Please approve workflow and Review this when you have time.
thankyou for your understanding.

@MilanTyagi2004
Copy link
Author

@terrymanu Please review this.
Core changes are in place; a small part of the implementation is still left and will be added next.

Copy link
Member

@terrymanu terrymanu left a comment

Choose a reason for hiding this comment

The reason will be displayed to describe this comment to others. Learn more.

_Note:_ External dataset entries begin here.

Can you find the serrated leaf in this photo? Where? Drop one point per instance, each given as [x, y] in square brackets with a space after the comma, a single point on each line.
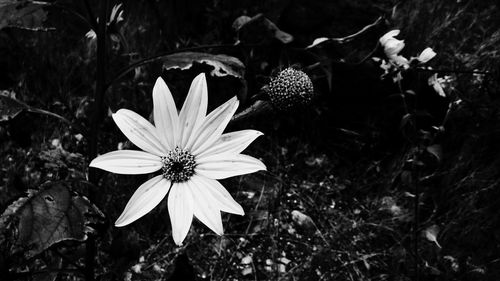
[46, 217]
[260, 29]
[302, 220]
[223, 65]
[21, 14]
[9, 106]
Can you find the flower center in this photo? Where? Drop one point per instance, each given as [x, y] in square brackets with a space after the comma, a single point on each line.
[178, 165]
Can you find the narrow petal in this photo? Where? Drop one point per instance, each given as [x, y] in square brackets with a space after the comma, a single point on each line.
[204, 208]
[129, 162]
[165, 114]
[145, 198]
[139, 131]
[194, 109]
[213, 126]
[220, 197]
[221, 166]
[234, 142]
[180, 209]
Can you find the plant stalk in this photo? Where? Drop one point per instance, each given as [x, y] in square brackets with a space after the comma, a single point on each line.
[91, 247]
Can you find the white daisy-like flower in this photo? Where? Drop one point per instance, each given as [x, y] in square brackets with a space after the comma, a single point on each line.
[191, 152]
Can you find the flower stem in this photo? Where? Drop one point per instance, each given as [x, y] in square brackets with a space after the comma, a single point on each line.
[91, 248]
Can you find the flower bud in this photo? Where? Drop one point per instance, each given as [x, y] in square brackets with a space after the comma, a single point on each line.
[290, 88]
[426, 55]
[392, 46]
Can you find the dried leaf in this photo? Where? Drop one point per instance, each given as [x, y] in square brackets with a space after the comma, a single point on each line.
[46, 217]
[223, 65]
[431, 234]
[21, 14]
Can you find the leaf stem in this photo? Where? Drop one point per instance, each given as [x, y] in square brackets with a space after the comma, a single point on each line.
[91, 247]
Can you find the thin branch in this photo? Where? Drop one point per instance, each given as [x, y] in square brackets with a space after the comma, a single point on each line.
[52, 114]
[92, 18]
[467, 71]
[122, 72]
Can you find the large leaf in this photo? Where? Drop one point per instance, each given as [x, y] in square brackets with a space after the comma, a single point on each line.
[259, 30]
[223, 65]
[21, 14]
[53, 214]
[9, 106]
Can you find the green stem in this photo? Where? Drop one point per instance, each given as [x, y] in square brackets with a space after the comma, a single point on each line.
[91, 248]
[122, 72]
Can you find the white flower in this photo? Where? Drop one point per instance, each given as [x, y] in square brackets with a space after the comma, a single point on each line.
[192, 154]
[426, 55]
[391, 45]
[435, 82]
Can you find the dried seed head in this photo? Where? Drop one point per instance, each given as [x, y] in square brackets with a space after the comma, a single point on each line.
[290, 88]
[178, 165]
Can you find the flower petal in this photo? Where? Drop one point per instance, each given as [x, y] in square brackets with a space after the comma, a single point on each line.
[139, 131]
[180, 209]
[145, 198]
[165, 114]
[234, 142]
[213, 126]
[220, 197]
[221, 166]
[129, 162]
[194, 109]
[204, 208]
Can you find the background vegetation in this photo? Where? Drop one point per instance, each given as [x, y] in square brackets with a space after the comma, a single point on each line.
[369, 182]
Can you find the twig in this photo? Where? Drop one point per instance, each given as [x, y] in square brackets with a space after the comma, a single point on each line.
[122, 72]
[93, 20]
[353, 36]
[52, 114]
[91, 248]
[467, 71]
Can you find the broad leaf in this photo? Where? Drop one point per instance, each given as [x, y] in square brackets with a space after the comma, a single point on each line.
[260, 30]
[9, 106]
[223, 65]
[45, 217]
[21, 14]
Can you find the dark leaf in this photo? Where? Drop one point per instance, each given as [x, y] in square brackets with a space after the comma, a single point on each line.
[9, 106]
[45, 217]
[223, 65]
[21, 14]
[435, 150]
[260, 29]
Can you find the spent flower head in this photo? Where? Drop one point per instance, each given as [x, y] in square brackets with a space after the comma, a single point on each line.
[290, 88]
[190, 151]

The current PR has blocking issues and shouldn’t be merged:

  • Root cause not fixed: The handshake exposes a 32-bit connection ID while Process stores a 64-bit one. On MySQL, ProcessRegistry matches the full 64-bit ID and MySQLKillProcessExecutor relies on node bits, so the client’s 32-bit ID never matches and may be treated as
    “remote,” causing cancel/KILL to fail. On PostgreSQL, BackendKeyData only carries a 32-bit processId, but Process stores only a 64-bit connectionId and never sets postgresqlProcessId; CancelRequest looks up by 32-bit, so in a cluster it can’t find the target.
  • Cluster forwarding gap: KillProcessHandler parses IDs with Integer.parseInt; 64-bit IDs with node bits are dropped and never forwarded to the right node.
  • Persistence gap: YamlProcess/swapper only store mysqlThreadId/postgresqlProcessId and omit the 64-bit connection ID and secretKey, so cross-node cancel/kill lacks critical data.
  • Change surface too large: 71 files touched, with many unrelated format/alignment tweaks (e.g., Firebird/OpenGauss frontend), which inflates the diff and review cost.

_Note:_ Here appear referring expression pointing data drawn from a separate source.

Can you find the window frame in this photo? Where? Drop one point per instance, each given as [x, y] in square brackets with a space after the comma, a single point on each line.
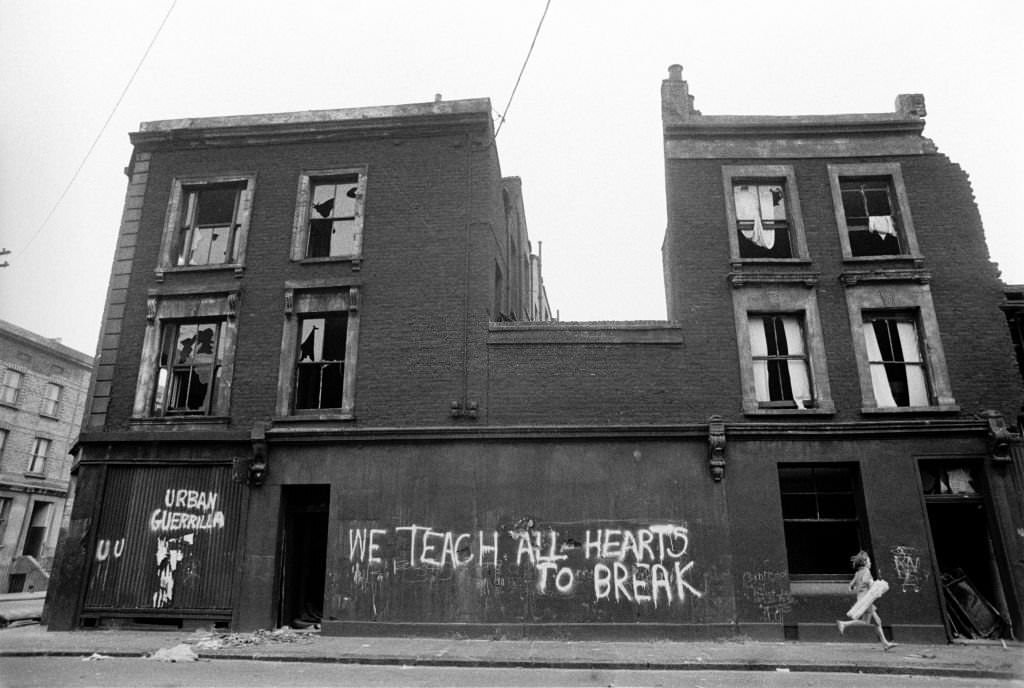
[900, 300]
[48, 514]
[50, 407]
[860, 518]
[759, 174]
[37, 461]
[894, 173]
[300, 226]
[168, 308]
[782, 300]
[5, 387]
[311, 298]
[180, 187]
[768, 358]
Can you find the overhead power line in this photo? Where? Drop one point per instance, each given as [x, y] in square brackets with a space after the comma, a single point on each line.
[523, 69]
[99, 134]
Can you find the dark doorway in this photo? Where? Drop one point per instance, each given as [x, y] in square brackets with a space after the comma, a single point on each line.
[976, 606]
[303, 559]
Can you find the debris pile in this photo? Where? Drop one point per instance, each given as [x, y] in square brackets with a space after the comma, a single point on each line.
[215, 640]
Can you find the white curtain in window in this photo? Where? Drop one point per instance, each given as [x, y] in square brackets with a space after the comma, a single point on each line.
[759, 347]
[916, 384]
[799, 380]
[880, 381]
[750, 201]
[882, 224]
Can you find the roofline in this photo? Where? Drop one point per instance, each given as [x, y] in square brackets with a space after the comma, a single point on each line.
[316, 122]
[791, 126]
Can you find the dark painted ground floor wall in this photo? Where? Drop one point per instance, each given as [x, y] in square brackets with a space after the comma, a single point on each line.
[609, 535]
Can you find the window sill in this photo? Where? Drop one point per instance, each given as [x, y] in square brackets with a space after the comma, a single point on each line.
[179, 422]
[943, 409]
[303, 419]
[238, 268]
[903, 257]
[822, 409]
[738, 261]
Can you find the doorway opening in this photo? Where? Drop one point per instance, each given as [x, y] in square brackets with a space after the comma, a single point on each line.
[303, 557]
[972, 587]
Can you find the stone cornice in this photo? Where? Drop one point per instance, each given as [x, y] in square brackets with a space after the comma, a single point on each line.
[343, 432]
[421, 119]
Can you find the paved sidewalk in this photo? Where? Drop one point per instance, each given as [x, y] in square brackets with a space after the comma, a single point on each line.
[978, 660]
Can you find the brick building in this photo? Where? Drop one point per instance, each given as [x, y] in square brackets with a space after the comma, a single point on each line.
[43, 391]
[330, 389]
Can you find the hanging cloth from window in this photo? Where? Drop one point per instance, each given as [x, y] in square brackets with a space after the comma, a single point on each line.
[750, 201]
[882, 224]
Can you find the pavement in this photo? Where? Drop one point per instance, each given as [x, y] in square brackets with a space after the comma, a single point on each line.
[988, 660]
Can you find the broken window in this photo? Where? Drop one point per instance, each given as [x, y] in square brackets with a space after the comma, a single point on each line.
[761, 220]
[329, 215]
[895, 361]
[321, 366]
[318, 352]
[188, 368]
[5, 503]
[39, 524]
[821, 517]
[40, 452]
[11, 386]
[333, 226]
[871, 220]
[781, 375]
[209, 223]
[51, 399]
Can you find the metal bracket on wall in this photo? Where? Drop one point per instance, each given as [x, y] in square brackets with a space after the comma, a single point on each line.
[716, 446]
[999, 437]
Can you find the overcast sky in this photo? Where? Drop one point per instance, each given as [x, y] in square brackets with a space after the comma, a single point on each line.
[583, 132]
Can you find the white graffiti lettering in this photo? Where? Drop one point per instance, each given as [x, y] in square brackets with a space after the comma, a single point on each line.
[189, 499]
[170, 552]
[906, 561]
[169, 521]
[103, 549]
[645, 565]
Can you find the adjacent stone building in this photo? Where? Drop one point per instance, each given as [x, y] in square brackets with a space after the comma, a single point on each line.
[330, 390]
[43, 390]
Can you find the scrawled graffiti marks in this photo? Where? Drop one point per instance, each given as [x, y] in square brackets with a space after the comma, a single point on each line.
[105, 549]
[906, 561]
[183, 510]
[770, 592]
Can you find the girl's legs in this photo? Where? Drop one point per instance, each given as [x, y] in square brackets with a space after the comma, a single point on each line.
[882, 634]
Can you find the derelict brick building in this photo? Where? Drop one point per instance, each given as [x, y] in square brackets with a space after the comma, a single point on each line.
[330, 389]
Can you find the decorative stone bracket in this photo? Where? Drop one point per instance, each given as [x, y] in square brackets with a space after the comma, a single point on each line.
[716, 447]
[258, 463]
[999, 437]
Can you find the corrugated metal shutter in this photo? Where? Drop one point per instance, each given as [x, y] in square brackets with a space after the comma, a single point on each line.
[166, 540]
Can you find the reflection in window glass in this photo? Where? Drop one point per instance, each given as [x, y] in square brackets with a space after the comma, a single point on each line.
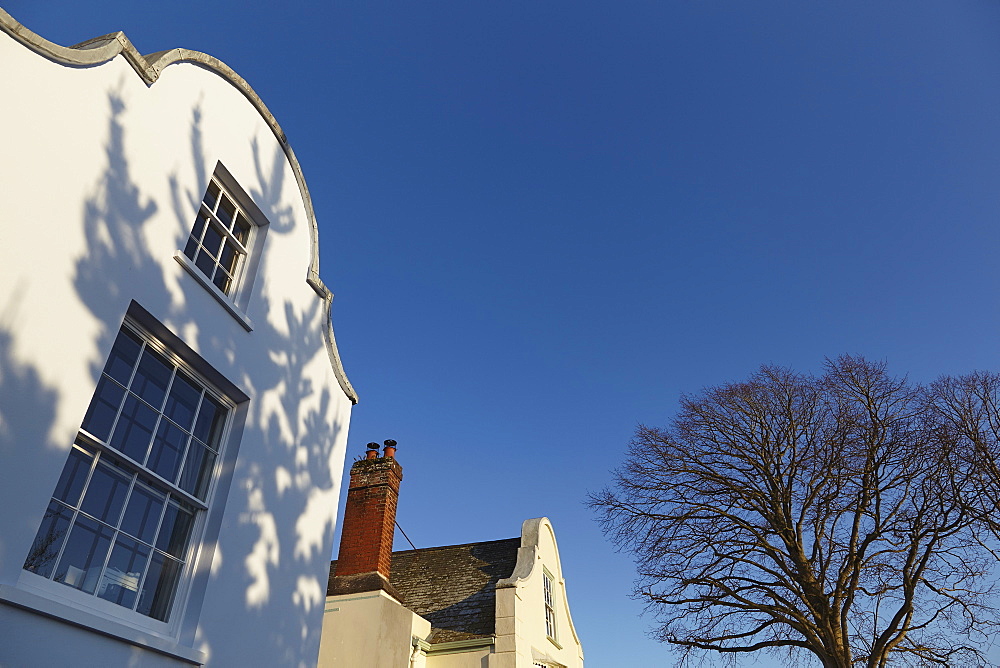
[117, 527]
[219, 239]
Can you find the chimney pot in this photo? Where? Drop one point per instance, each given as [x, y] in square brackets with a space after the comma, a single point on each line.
[370, 516]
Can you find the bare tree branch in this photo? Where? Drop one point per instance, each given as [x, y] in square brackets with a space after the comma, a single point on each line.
[851, 517]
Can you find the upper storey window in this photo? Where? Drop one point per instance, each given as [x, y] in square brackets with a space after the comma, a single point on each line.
[223, 250]
[220, 238]
[121, 522]
[550, 608]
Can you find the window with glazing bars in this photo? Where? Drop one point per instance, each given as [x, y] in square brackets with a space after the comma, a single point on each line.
[220, 238]
[550, 611]
[120, 521]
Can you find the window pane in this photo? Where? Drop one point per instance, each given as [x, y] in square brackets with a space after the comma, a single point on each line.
[135, 428]
[152, 378]
[206, 263]
[197, 469]
[241, 229]
[226, 211]
[174, 531]
[103, 408]
[159, 586]
[106, 493]
[120, 583]
[229, 256]
[168, 448]
[212, 195]
[191, 248]
[212, 417]
[142, 515]
[200, 221]
[183, 401]
[123, 356]
[213, 241]
[83, 558]
[74, 476]
[48, 540]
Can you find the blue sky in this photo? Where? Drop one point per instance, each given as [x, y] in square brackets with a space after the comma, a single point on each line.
[544, 221]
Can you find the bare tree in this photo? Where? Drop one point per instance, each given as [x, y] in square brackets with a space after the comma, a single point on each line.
[844, 517]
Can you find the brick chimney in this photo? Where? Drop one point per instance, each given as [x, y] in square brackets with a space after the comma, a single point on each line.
[369, 523]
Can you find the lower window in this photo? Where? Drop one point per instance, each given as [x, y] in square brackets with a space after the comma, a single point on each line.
[120, 521]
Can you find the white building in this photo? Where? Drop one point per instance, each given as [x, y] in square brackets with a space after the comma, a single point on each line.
[494, 604]
[173, 412]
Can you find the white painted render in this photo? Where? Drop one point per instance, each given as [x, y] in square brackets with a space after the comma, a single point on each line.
[370, 629]
[376, 631]
[102, 172]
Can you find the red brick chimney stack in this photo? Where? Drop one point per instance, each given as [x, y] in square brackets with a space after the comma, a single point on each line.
[369, 522]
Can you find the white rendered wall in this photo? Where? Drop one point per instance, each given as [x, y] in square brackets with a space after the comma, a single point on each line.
[369, 630]
[102, 175]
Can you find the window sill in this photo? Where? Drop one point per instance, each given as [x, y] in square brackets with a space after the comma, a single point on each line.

Suggested direction: (1) Align the handshake identifier with what Process stores—either make the handshake ID reconstruct node bits or map the 32-bit handshake ID back to the 64-bit stored value. (2) PostgreSQL should store both 32-bit postgresqlProcessId and 64-bit
postgresqlConnectionId; Cancel should match on 32-bit, and both the 64-bit ID and secretKey should be persisted. (3) KillProcessHandler must accept and forward 64-bit connection IDs. (4) Extend YamlProcess/swapper to include 64-bit connection IDs and secretKey. (5) Trim
this PR to only the necessary changes, remove unrelated formatting tweaks, and add tests covering handshake → process bind → cancel/KILL for local and cross-node paths (32/64-bit, secretKey mismatch).

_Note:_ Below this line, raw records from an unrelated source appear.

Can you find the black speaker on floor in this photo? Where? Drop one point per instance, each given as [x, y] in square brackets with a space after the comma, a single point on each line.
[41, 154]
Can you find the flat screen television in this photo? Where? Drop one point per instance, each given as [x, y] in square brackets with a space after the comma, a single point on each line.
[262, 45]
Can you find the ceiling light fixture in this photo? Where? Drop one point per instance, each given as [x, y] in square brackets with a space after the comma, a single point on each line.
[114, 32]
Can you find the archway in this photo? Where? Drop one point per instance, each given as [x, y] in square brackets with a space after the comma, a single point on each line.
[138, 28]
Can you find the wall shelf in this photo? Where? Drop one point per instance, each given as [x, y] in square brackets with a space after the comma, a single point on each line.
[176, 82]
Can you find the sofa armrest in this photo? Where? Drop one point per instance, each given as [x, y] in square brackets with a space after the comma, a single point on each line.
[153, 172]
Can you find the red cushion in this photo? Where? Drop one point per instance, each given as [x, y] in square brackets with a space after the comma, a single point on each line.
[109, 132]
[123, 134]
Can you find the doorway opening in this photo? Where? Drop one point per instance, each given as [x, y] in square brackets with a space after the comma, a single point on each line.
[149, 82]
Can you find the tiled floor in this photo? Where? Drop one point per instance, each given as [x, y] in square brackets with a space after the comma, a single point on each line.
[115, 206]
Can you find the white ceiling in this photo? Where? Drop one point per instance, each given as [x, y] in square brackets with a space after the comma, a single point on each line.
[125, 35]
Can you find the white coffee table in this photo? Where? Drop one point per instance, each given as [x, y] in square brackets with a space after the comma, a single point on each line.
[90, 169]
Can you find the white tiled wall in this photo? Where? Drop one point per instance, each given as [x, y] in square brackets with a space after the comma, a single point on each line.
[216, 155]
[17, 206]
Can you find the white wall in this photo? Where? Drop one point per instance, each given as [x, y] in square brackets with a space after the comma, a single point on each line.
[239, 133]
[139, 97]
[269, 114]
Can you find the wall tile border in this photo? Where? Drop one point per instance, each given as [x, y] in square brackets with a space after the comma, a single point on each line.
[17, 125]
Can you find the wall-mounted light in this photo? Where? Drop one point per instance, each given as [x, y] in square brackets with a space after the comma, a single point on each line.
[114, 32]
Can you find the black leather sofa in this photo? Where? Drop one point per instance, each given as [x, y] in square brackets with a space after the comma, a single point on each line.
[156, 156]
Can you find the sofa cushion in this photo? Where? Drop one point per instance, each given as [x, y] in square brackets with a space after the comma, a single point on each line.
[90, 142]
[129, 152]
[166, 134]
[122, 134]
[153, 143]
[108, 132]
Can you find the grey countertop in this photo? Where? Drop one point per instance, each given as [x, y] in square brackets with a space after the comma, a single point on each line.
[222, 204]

In its current form, the PR should not be merged.

@MilanTyagi2004
Copy link
Author

The current PR has blocking issues and shouldn’t be merged:

  • Root cause not fixed: The handshake exposes a 32-bit connection ID while Process stores a 64-bit one. On MySQL, ProcessRegistry matches the full 64-bit ID and MySQLKillProcessExecutor relies on node bits, so the client’s 32-bit ID never matches and may be treated as
    “remote,” causing cancel/KILL to fail. On PostgreSQL, BackendKeyData only carries a 32-bit processId, but Process stores only a 64-bit connectionId and never sets postgresqlProcessId; CancelRequest looks up by 32-bit, so in a cluster it can’t find the target.
  • Cluster forwarding gap: KillProcessHandler parses IDs with Integer.parseInt; 64-bit IDs with node bits are dropped and never forwarded to the right node.
  • Persistence gap: YamlProcess/swapper only store mysqlThreadId/postgresqlProcessId and omit the 64-bit connection ID and secretKey, so cross-node cancel/kill lacks critical data.
  • Change surface too large: 71 files touched, with many unrelated format/alignment tweaks (e.g., Firebird/OpenGauss frontend), which inflates the diff and review cost.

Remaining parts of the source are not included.